Das dürfte Schauspielern gelegentlich ähnlich gehen.
Na ja, wenn sich Schauspieler verspielen, können sie improvisieren. Wenn aber ein Musiker aus einer Beethoven-Sonate fliegt, ist er raus. Ende. Und das hört jeder, auch einer, der sich mit Musik gar nicht auskennt.
Bei Klassik scheint das Lampenfieber am stärksten.
Vielleicht weil es bei Rockmusikern nicht so schlimm ist, wenn sie mal einen Ton nicht treffen. Die meisten Patienten der Ambulanz sind tatsächlich Orchestermusiker: Streicher, Holzbläser, Blechbläser. Auch Sänger. Klassische Musiker sind oft preußisch erzogen worden und in pflichtbewussten Haushalten aufgewachsen. Vieles läuft da über Leistung. Die Ausbildung an der Musikhochschule ist außerdem sehr hart, ein ständiger Wettbewerb. Das prägt und fördert die Angst. Die Patienten, die zu uns kommen, sind Perfektionisten. Sie üben jeden Tag unglaublich viel, spielen makellos - und haben trotzdem Angst.
Sind manche anfälliger für Lampenfieber als andere?

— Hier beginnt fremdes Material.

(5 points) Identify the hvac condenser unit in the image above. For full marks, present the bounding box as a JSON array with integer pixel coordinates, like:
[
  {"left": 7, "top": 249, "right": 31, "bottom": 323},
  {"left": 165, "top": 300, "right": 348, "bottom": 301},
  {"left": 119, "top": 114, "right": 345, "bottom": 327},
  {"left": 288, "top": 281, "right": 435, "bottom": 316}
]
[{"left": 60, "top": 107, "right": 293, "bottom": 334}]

Wir glauben mittlerweile, dass Menschen mit einem günstigen oder einem ungünstigen Hirnstoffwechsel zur Welt kommen, der Angst fördert oder eben nicht. Menschen, die eine Veranlagung zur Angst haben, können schneller Lampenfieber entwickeln als andere. Bei der Therapie beschäftigen wir uns auch mit den Dingen, die eine Angsterkrankungen begleiten: Sucht oder Depressionen.
Kommt das häufig vor?
Die Orchestermusiker sagen, sie kennen viele, die ihre Angst mit Alkohol und Beruhigungsmitteln runterkühlen. Oder sie nehmen Betablocker. Das sind Herzmedikamente, die den Blutdruck senken und den Herzschlag verlangsamen. In einzelnen Fällen sind sie aber auch bei Lampenfieber ganz nützlich.
Verschreiben Sie auch Medikamente gegen Lampenfieber?
Die meisten Musiker wollen keine Medikamente nehmen. Bei einem, der regelmäßig mit massiven Panikattacken kämpft und deswegen depressiv werden oder zum Alkohol greifen könnte, interveniere ich aber lieber frühzeitig und verschreibe spezielle Antidepressiva.
Gibt es auch ein paar ganz simple Tricks gegen Lampenfieber - für weniger schwere Fälle?
Nicht wirklich, weil Angst etwas sehr Individuelles ist. Man sollte achtsam mit sich sein, Entspannungsübungen erlernen und vor allem nicht aus Angst die Musik vermeiden. Man sollte vermeiden, zu vermeiden.
Also wieder rauf aufs Pferd, nach dem Sturz?
Genau. Wenn man mal nen Ton falsch gesungen hat, einfach weitersingen.